Laureata in scienze politiche, Salis ha alle spalle una carriera atletica di alto livello – ha partecipato alle Olimpiadi – e un’esperienza dirigenziale al CONI, dove ricopriva il ruolo di vicepresidente vicaria. La sua candidatura, sostenuta da un’ampia alleanza che includeva Partito Democratico, Movimento 5 Stelle, Verdi e Sinistra, ma anche Azione e Italia Viva, è stata una scommessa vinta. «Dedico questa vittoria a mio padre, che è morto poco prima della campagna elettorale», ha detto la neosindaca, ricordando un uomo che «aveva smesso di votare, ma era rimasto un uomo di sinistra».
Quella di Salis è stata una corsa in salita, ma condotta con un’energia che ha convinto gli elettori. La sua capacità di tenere insieme una coalizione spesso divisa, unita solo dall’obiettivo di sconfiggere il centrodestra, è stata decisiva. Carlo Calenda, leader di Azione, non ha esitato a definirla «una bella vittoria, meritata», sottolineando come la campagna elettorale, «tosta e fra la gente», abbia premiato la sua determinazione.

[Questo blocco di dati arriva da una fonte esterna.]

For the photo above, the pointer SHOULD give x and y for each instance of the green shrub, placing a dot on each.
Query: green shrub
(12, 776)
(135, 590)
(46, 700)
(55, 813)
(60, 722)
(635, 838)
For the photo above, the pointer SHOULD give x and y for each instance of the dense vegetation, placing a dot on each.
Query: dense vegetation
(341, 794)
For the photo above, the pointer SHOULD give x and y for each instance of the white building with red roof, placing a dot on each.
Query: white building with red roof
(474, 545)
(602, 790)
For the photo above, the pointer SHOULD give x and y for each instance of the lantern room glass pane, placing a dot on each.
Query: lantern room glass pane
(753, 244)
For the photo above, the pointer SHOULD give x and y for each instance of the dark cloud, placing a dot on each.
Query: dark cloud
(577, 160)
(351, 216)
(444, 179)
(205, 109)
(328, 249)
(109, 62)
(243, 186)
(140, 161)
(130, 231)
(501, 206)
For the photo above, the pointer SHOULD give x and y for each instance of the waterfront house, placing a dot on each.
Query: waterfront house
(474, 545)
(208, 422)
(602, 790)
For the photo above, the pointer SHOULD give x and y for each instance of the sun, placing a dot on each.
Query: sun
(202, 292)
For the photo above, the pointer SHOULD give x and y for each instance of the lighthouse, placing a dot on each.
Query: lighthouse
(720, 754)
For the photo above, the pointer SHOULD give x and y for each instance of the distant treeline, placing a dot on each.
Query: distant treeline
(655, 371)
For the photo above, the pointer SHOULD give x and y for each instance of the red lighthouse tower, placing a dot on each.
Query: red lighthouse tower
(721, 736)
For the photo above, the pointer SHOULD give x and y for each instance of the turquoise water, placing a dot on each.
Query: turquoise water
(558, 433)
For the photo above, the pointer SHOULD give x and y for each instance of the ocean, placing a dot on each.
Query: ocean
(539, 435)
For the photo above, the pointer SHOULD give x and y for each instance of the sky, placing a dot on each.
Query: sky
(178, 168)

La tornata elettorale ha visto il centrosinistra trionfare anche a Ravenna, mentre a Matera e Taranto si andrà al ballottaggio con un vantaggio iniziale per la stessa coalizione. Ma è a Genova che il risultato assume un peso politico particolare, considerando che la città era amministrata dal centrodestra con Marco Bucci, di cui Piciocchi era il vice. La sconfitta del fronte avversario, compatto ma insufficiente, conferma un cambiamento di tendenza in un territorio tradizionalmente complesso.